Ballymurphy inquest continues amid disclosure concerns


The Ballymurphy massacre inquest has heard details of the murder of John McKerr, a 49-year-old joiner from nearby Andersonstown who had been working at Corpus Christi Church in west Belfast on August 11 1971 when he was shot.

Ten people were shot dead over 36 hours following the introduction of interment, in what has become known as the Ballymurphy massacre.

In testimony this week, a witness told the inquest she saw a British soldier crouched in a garden with smoke coming out of his gun as she ran with her young son from the scene of Mr McKerr’s shooting.

Members of the father-of-eight’s family travelled from England to be at Laganside courthouse last week for the first day of evidence into his death.

Sheila McAlliskey told the court she had seen Mr McKerr “standing at the railings” as she attended a Requiem Mass at the church with her mother and son during a break in what had been a day of shooting.

Ms McAlliskey said that Fr Francis Harper had run out shouting that someone had been hit and she turned to see him giving the last rites to Mr McKerr by the railings.

She told the coroner that she fled with her mother and son back to their home on nearby Ballymurphy Road.

“I saw a soldier kneeling at the corner... of Westrock Drive and Ballymurphy Road. (He was) in the back garden of the girl’s house.”

Ms McAlliskey showed the court how he was pointing his gun, which she said had smoke coming from the end, and that he refused to look at her as she “called him a murdering b*****”.

Another witness told the inquest how he cradled the head of the dying father-of-eight after he “fell at his feet”.

Francis Corr told the hearing that he and his wife had been on their way from their home in Ballymurphy to his mother’s house.

As they were walking from Ballymurphy Road onto Westrock Drive, a man came up alongside them close to the chapel railing.

Mr Corr said: “I heard a sudden, single shot and the man fell at my feet.

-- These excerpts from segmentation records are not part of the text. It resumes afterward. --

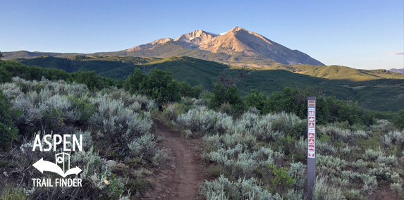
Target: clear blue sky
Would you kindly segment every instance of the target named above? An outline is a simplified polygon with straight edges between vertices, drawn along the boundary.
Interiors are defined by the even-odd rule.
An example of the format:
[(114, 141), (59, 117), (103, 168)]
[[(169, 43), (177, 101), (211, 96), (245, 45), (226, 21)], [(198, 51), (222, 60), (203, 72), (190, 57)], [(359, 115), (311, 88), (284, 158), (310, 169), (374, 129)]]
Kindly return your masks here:
[(0, 51), (94, 53), (238, 26), (324, 64), (404, 68), (404, 1), (2, 1)]

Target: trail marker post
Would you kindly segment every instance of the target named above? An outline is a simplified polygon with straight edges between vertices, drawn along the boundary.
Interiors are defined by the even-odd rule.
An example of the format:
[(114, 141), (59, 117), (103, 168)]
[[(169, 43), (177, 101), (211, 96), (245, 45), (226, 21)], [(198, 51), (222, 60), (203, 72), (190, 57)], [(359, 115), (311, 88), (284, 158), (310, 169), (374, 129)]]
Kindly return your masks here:
[(316, 180), (316, 97), (307, 97), (307, 197), (313, 197)]

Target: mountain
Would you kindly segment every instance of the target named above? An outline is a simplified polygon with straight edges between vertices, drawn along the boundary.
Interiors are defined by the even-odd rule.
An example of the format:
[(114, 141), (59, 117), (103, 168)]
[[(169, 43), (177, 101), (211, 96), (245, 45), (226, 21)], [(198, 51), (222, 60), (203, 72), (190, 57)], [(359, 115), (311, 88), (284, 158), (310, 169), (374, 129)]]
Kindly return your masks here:
[[(85, 55), (26, 51), (4, 52), (3, 54), (4, 59), (34, 58), (44, 54), (61, 58)], [(86, 54), (88, 55), (157, 58), (185, 56), (247, 68), (281, 64), (324, 65), (302, 52), (291, 50), (261, 35), (238, 27), (224, 34), (214, 34), (202, 30), (194, 30), (177, 39), (162, 38), (123, 51)]]
[(135, 68), (146, 73), (154, 68), (169, 69), (175, 79), (185, 80), (192, 86), (202, 85), (208, 91), (213, 89), (224, 70), (228, 70), (231, 75), (243, 71), (243, 83), (238, 85), (242, 96), (254, 89), (269, 95), (282, 91), (285, 87), (312, 87), (326, 96), (358, 101), (361, 106), (370, 109), (397, 111), (404, 108), (404, 74), (386, 70), (310, 65), (281, 65), (251, 70), (186, 56), (159, 58), (74, 56), (64, 58), (41, 56), (18, 61), (29, 65), (56, 68), (68, 72), (94, 70), (101, 76), (121, 80), (126, 79)]
[[(256, 60), (271, 61), (270, 65), (309, 64), (324, 65), (321, 62), (298, 50), (291, 50), (274, 42), (261, 35), (235, 27), (224, 34), (213, 34), (202, 30), (183, 35), (178, 38), (159, 39), (146, 44), (139, 45), (124, 51), (142, 53), (142, 51), (153, 49), (168, 42), (180, 46), (183, 49), (202, 51), (213, 54), (224, 54), (228, 56), (222, 61), (226, 63), (237, 63), (240, 58), (231, 56), (249, 57)], [(179, 47), (179, 46), (178, 46)], [(165, 52), (158, 56), (164, 55)], [(189, 54), (188, 52), (187, 52)], [(130, 53), (129, 53), (130, 54)], [(185, 55), (186, 56), (186, 55)], [(234, 61), (232, 61), (231, 58)], [(220, 61), (220, 58), (214, 61)]]
[(404, 69), (390, 69), (388, 70), (391, 72), (393, 72), (393, 73), (401, 73), (401, 74), (404, 74)]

I grabbed my wife by the arm and ran her to an alleyway and told her to stay there.”

Mr Corr said that when he ran back to help Mr McKerr he “was still breathing and making noises”.

“I lifted the injured man’s head. Blood was streaming out of him onto the road. There was grey matter coming out of the left hand side of his head.

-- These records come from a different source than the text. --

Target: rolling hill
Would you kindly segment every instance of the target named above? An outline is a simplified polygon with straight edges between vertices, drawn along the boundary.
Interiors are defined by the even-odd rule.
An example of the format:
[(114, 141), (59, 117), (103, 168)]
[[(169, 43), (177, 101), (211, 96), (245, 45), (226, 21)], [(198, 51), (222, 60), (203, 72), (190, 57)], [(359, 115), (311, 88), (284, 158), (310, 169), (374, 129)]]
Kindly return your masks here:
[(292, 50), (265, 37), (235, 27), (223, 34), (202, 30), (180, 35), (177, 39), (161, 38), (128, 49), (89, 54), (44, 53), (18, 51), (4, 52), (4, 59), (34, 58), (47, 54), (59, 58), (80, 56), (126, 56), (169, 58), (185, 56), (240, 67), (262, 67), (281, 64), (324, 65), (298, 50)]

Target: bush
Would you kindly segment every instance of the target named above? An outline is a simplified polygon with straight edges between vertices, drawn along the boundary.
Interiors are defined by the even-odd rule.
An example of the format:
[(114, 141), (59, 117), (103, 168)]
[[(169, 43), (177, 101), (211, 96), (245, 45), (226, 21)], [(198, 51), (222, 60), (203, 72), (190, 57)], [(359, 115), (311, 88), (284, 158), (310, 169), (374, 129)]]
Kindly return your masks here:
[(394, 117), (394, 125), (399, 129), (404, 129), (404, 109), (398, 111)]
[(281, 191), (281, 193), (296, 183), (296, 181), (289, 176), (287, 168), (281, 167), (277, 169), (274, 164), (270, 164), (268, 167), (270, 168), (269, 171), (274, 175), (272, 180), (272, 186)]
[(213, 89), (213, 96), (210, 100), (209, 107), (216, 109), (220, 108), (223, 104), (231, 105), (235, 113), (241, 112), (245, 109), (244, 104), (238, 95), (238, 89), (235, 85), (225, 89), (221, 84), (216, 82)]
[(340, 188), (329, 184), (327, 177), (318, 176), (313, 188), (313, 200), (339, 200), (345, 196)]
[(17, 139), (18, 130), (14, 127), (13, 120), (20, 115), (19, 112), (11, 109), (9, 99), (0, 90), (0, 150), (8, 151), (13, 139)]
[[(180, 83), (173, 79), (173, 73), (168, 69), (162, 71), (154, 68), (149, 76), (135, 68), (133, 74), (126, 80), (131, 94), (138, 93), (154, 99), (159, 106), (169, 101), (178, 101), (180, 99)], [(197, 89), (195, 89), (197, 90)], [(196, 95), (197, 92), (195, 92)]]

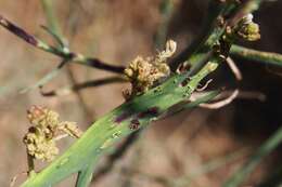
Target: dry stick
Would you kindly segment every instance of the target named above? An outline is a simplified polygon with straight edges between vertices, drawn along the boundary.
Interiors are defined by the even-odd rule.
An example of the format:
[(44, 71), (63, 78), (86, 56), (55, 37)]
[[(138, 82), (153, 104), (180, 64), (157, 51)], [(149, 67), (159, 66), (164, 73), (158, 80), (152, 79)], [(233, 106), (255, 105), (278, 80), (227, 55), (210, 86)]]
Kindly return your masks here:
[(229, 105), (230, 103), (232, 103), (236, 98), (238, 95), (239, 95), (239, 90), (235, 90), (229, 97), (227, 97), (222, 101), (211, 103), (211, 104), (200, 104), (200, 106), (203, 108), (208, 108), (208, 109), (222, 108), (222, 107)]
[[(41, 0), (41, 5), (44, 10), (44, 14), (47, 17), (48, 25), (50, 25), (51, 29), (48, 29), (49, 32), (53, 34), (54, 38), (56, 39), (57, 43), (63, 49), (68, 49), (67, 43), (68, 41), (64, 38), (62, 30), (60, 28), (60, 24), (56, 21), (56, 16), (53, 10), (53, 1), (50, 0)], [(74, 32), (72, 32), (72, 37), (74, 36)], [(72, 71), (72, 68), (69, 66), (66, 67), (68, 78), (72, 82), (72, 84), (76, 84), (77, 81), (75, 79), (75, 76)], [(78, 102), (80, 103), (81, 109), (85, 112), (85, 118), (87, 123), (90, 123), (93, 121), (93, 112), (87, 107), (86, 102), (84, 101), (82, 95), (79, 92), (76, 92), (76, 96), (78, 98)]]
[[(172, 0), (163, 0), (159, 8), (163, 21), (157, 29), (156, 36), (155, 36), (155, 45), (161, 49), (164, 45), (167, 35), (167, 27), (171, 17), (171, 14), (174, 12), (174, 4)], [(119, 159), (123, 159), (123, 156), (134, 145), (136, 141), (138, 139), (141, 131), (134, 132), (133, 134), (130, 134), (124, 143), (114, 151), (114, 153), (110, 155), (107, 157), (107, 162), (103, 168), (101, 168), (99, 171), (95, 172), (94, 177), (92, 179), (92, 184), (95, 184), (99, 182), (101, 177), (106, 175), (113, 170), (114, 163), (118, 161)]]
[(44, 43), (43, 41), (37, 39), (33, 35), (29, 35), (28, 32), (26, 32), (22, 28), (17, 27), (16, 25), (12, 24), (10, 21), (8, 21), (7, 18), (4, 18), (1, 15), (0, 15), (0, 25), (2, 27), (7, 28), (12, 34), (14, 34), (15, 36), (17, 36), (21, 39), (23, 39), (24, 41), (26, 41), (27, 43), (31, 44), (33, 46), (40, 49), (42, 51), (52, 53), (64, 59), (72, 61), (77, 64), (90, 66), (90, 67), (93, 67), (97, 69), (115, 72), (115, 74), (124, 72), (124, 69), (125, 69), (124, 66), (110, 65), (98, 58), (86, 57), (82, 54), (70, 52), (69, 49), (67, 49), (67, 48), (60, 49), (60, 48), (54, 48), (52, 45), (49, 45), (49, 44)]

“I shouted for someone to get a blanket or a pillow.”

Mr Corr said immediately after the shot was fired he looked around and saw a black soldier with a red beret standing in a garden at the corner of Ballymurphy Road “with his gun raised, pointing at us”.

The inquest continues next week.


However, concerns are growing over issues at the inquest, including the withholding of key British Army records, as well as continuing British calls for a statute of limitations amnesty or special laws for their soldiers.

In the US, Congressman Eliot Engel has sent a formal letter to British Ambassador Kim Darroch.

Congressman Engel, who is under consideration to chair the powerful House Foreign Affairs Committee in the next Congress, said he considered the Ballymurphy inquest to be a “fundamental test of justice in cases where British state forces are involved.”

Engel acted after meeting Carmel Quinn of the Ballymurphy Campaign and Relatives for Justice. He said he wanted justice to be done at the Ballymurphy Inquest.

“The inquest into these deaths has been described to us as a fundamental test of justice in cases where British state forces were involved. I have heard concerns that the inquest may fail to ensure that justice will be done, leaving open wounds from a conflict that all want to relegate firmly into the history books,” Engel wrote, in his letter to Darroch last week.

“I understand that there is growing apprehension among the Ballymurphy families that the Ministry of Defense may be deliberately withholding documents and disclosure items crucial to the investigation.

“Additionally, I am aware that some Britons have recently called for changes to the statute of limitations laws. Such changes could result in the absolution of anyone judged guilty and could fundamentally taint the inquest.

“As a Member of Congress who has a continuing interest in Northern Ireland, I am compelled to relay these concerns to you and would welcome any response you may have.”